I didn’t expect much in the way of replies, tbh. I just think that it’s important that there’s at least a voice in the world that isn’t just doom-saying and crying about how everything sucks all the time. We’ve already got the facebook and twitter circle jerks for that… it would be nice if talkbass members could just enjoy the fact that we all love music and specifically the low end of it all. I’m quite happy with all of the different types and styles of music and basses and intend to be gigging until my fingers give out :bassist::thumbsup:
 
  • Like
Reactions: oldandbold
Whenever I hear the argument that "music is dead" or "music isn't as good as it was when I was blah, blah, blah" I feel like its the same old voices choosing to hide behind the narcotic comfort of nostalgia because the concept of their own mortality scares them. Or worse than that, people who just refuse to try to engage in new things because "unfamilair = uncomfortable, and uncomfortable = negative/bad/worthless".

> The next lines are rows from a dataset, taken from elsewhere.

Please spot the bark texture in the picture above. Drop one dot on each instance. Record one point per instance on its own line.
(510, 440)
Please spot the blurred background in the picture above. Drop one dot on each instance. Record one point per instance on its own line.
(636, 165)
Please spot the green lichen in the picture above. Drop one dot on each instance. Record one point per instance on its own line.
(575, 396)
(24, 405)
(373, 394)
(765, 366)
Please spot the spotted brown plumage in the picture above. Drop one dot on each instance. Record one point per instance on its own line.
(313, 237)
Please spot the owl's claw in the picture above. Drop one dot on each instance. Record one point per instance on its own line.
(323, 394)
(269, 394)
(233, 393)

Change is a constant, and people would be a lot cooler if they accepted that rather than throwing tantrums to anyone within earshot.
 
  • Like
Reactions: superheavyfunk
Our little trio has had it's busiest year ever in 2022.

But to the OP, never let your own opinions be rained on by TB'ers. For every one person that agrees with you there's two that will tell you you're an idiot. For every useful answer to a question there will be a couple who will comment "how can you be so stupid as to not know that?"

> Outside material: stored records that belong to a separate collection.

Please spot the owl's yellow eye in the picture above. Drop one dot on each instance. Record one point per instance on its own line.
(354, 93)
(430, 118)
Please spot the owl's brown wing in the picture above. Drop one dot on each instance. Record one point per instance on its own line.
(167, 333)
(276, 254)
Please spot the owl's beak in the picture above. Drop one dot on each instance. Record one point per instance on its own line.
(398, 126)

Play your music your way and forget the haters.
 
So far I've been quite busy in 2022.

What happened for me is that I said "yes" to a couple of projects that started this spring, and both bands have gone out and hustled gigs, successfully. A number of these have been playing outdoors at house parties or concerts in neighborhoods. If those gigs continue, it will be a small blessing that came out of the pandemic.

Neighborhood gigs involve even less setup and gear, and a much more appreciative audience, than the typical bar or restaurant gig. I wonder if a resurgence in live music might be fueled by the fact that for most people, sitting in front of a computer screen at home has become "work."

I sure hope it's the reversal of a 50+ year trend. But I'm not going to quit my day job just yet. ;)
 
I wonder if a resurgence in live music might be fueled by the fact that for most people, sitting in front of a computer screen at home has become "work."

That is a really interesting question! If true, it might explain a whole lot. It’s true (at least where I live - and I guess for you too) that outdoor music has been bigger than ever, which is to say that I haven’t seen so many block parties, public parks and backyard parties with live music in a single season as I have this year. It’s pretty awesome, and I hope it continues!